A sustained trade dispute is not painless for China, either. Its goods become pricier and therefore less competitive. But China is not paying a tab to the U.S. treasury in this matter.
As Kudlow said, accurately: "Both sides will suffer on this." But in his view, "this is a risk we should and can take."
TRUMP: "Prime Minister Abe and I have agreed to dramatically expand our nations' cooperation in human space exploration. Japan will join our mission to send U.S. astronauts to space. We'll be going to the moon. We'll be going to Mars very soon."
THE FACTS: Not very soon. The U.S. will almost certainly not be sending humans to Mars in his presidency, even if he wins a second term.

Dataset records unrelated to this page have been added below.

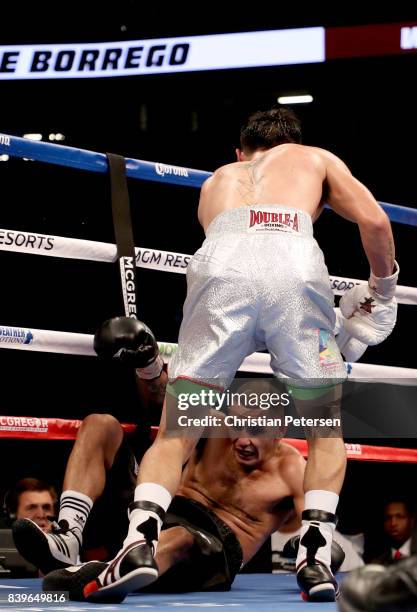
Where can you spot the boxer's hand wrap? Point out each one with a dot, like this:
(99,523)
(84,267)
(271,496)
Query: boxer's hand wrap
(290,551)
(351,348)
(371,310)
(131,342)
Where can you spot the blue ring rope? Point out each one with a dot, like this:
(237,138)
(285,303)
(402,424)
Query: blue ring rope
(140,169)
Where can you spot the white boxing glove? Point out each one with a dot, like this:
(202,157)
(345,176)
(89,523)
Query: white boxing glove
(351,348)
(371,310)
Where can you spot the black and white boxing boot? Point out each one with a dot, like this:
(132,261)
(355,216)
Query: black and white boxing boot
(47,551)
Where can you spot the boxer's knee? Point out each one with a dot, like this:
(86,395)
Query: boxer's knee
(181,447)
(176,542)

The Trump administration has a placed a priority on the moon over Mars for human exploration (President Barack Obama favored Mars) and hopes to accelerate NASA's plan for returning people to the lunar surface. It has asked Congress to approve enough money to make a moon mission possible by 2024, instead 2028. But even if that happens, Mars would come years after that. International space agencies have made aspirational statements about possibly landing humans on Mars during the 2030s.
TRUMP on Iran: "If you look at the deal that Biden and President Obama signed, they would have access — free access — to nuclear weapons, where they wouldn't even be in violation, in just a very short period of time. What kind of a deal is that?"
THE FACTS: That's a misrepresentation of what the deal required . Iran would not have access to nuclear weapons capability in a "very short period" without violating the terms of the 2015 accord. The U.S. withdrew from the multinational agreement last year.
During the 15-year life of most provisions of the deal, Iran's capabilities were limited to a level where it could not produce a nuclear bomb. Iran was thought to be only months away from a bomb when the deal came into effect.
After 15 years, Iran could have an array of advanced centrifuges ready to work, the limits on its stockpile would be gone and, in theory, it could then throw itself into producing highly enriched uranium. But nothing in the deal prevented the West from trying to rein Iran in again with sanctions. The deal included a pledge by Iran never to seek a nuclear weapon. In return, partners in the deal eased sanctions on Iran.